But I mean, if you're seeing the strobing of lights at your site, I wouldn't think it was because you accidentally miswired AC the same way. If on purpose, you would have already told them how to fix it.
If related to the type of lights used, are you and customer using LED? Have you tried incandescent?
For a light to completely turn off, then on, either suggests voltage drops to near zero (time scale of a second in the video), or to the point of causing electronic ballast to turn off. Might have a turn-on delay.
Or, electronic control signals (including inadvertent response to interference.)
I was recently at an EMC lab with equipment being tested.

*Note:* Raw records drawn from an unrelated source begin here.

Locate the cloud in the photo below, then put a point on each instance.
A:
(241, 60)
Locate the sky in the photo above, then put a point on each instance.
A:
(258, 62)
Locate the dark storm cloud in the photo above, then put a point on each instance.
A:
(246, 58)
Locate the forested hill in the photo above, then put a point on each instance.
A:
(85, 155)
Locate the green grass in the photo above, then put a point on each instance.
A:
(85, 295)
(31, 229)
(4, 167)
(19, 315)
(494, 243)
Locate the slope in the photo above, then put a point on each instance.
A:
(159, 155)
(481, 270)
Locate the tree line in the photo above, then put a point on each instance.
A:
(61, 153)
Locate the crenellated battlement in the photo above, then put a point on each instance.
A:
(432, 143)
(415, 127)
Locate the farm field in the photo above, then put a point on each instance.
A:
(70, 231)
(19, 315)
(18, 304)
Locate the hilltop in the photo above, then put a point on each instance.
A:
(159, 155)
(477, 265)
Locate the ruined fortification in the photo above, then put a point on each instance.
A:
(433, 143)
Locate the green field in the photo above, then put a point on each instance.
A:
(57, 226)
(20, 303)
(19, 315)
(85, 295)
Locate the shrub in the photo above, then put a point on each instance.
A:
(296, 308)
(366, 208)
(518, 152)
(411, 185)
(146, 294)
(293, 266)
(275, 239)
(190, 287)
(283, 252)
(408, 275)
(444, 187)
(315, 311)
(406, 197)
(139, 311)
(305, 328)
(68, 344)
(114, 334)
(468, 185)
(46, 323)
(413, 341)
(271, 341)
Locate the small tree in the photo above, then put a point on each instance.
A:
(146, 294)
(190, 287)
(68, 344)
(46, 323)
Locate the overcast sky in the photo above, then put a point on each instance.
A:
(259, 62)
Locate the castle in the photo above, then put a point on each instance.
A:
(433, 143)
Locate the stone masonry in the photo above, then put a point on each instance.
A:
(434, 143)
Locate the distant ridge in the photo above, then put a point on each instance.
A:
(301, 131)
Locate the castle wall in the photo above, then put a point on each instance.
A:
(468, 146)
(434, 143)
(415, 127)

Injection of 10Vrms RF on top of AC caused a PDU (controllable power strip) to switch AC on and off, blowing up power supply in another box. It was certified to 3V lab environment, but not 10V industrial.
If you haven't seen anything wrong with the waveform, go back and look again.
It is almost certainly bad, either viewed over a longer timescale to capture the dropouts, or a shorter timescale to see high frequencies.
Between time domain and frequency domain displays, it should become clear. I hadn't thought scope could do it, but an 8 bit scope can clearly resolve -70 dB peaks (down 1000:1 below fundamental). Signals below ADC resolution and below noise floor, which are repetitive, can be seen with FFT.